Follow the Train is slightly different. They are not from New York, nor have they recently immigrated there to take advantage of a once burgeoning, now saturated music scene. They are from Louisville, Kentucky. Not the type of place that earns immediate respect in the eyes of the critical masses, but one where Sheridan was fortunate enough to surround himself with three friends talented enough to have earned a recent appearance at the South by Southwest festival and release a seven song EP that shows solid potential. The music is thick and atmospheric without employing claustrophobic keys and bass; The Great Disturbance couches a dense sound with jangly guitars.

The album's opener fades in ambient keyboards that continue to echo at a distance throughout the rest of the song, laying a subtle foundation for the melody. Sheridan nearly whispers through most of the song. The hushed tone of his voice is one of the largest reasons that The Great Disturbance isn't more overbearing. Instead of trying to browbeat the listener into getting the song with his vocals, he beckons the listener closer and closer until the song has grabbed firmly hold. It isn't until the chorus of the band's semi-successful local radio single "Wake Up" that Sheridan raises his voice above his whisper, sounding like an exhausted and maybe a little hoarse David Bowie -- or, British Sea Power.

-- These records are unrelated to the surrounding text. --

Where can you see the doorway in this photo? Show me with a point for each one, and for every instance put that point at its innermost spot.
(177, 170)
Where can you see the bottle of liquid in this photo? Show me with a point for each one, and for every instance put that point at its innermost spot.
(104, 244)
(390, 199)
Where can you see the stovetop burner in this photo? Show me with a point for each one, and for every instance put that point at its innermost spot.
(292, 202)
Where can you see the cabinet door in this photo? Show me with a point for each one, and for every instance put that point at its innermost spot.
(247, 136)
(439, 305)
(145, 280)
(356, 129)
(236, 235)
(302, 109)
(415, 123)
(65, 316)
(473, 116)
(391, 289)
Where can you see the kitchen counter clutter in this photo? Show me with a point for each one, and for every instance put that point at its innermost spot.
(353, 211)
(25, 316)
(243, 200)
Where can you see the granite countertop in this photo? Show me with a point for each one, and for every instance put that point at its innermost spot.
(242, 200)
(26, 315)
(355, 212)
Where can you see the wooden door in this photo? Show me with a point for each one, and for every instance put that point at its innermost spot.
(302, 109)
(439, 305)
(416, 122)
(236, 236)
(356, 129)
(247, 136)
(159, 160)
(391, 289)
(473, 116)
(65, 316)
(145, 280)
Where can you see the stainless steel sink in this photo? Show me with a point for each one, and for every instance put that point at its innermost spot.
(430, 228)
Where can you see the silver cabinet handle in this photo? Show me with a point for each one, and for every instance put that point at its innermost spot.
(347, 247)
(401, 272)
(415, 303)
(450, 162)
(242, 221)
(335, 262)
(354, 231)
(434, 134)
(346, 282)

"Lower than Low" is all brooding vocals and tinny guitars set against Bill Green's crisp drumming. Although many would be predisposed to compare the track to a band far more impressive to namedrop in a review, I couldn't help but think at any minute (technically at minute 1:04) that David Gilmour was going to slide sideways into the song and rip one of his killer leads. The first half of this song is all Pink Floyd's Division Bell; the second half is not, and it's a shame because the first portion, despite its snail's pace, is one of the strongest points on the album.

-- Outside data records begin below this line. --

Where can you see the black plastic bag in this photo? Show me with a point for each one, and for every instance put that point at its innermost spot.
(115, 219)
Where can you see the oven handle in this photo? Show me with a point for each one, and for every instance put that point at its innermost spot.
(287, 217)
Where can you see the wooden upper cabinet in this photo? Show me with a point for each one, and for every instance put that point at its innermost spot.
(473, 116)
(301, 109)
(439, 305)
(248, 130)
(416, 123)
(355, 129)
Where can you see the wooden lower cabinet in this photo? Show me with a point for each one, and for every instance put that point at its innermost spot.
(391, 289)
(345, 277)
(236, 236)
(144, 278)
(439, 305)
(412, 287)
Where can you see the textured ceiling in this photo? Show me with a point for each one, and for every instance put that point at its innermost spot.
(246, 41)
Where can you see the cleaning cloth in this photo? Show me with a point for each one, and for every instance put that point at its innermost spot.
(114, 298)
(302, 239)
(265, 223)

The Great Disturbance shows a lot of promise, but it also has flaws. More than seven songs and the album would have begun to meander into the background. Five songs in and I began to find the songs most indistinguishable from one another. The jangly guitars -- I never thought I would say this -- actually begin to grow stale. And Sheridan's subdued vocals begin to loose their grip and ultimately become benign.

In spite of this, Follow the Train's debut is ultimately a success, riding the strength of atmospheric guitars and keys, crisp drumming, and Sheridan's hushed vocals. The sound cultivated here isn't the most original but the lack of irony or posturing adds an honesty that much more critically claimed bands lack.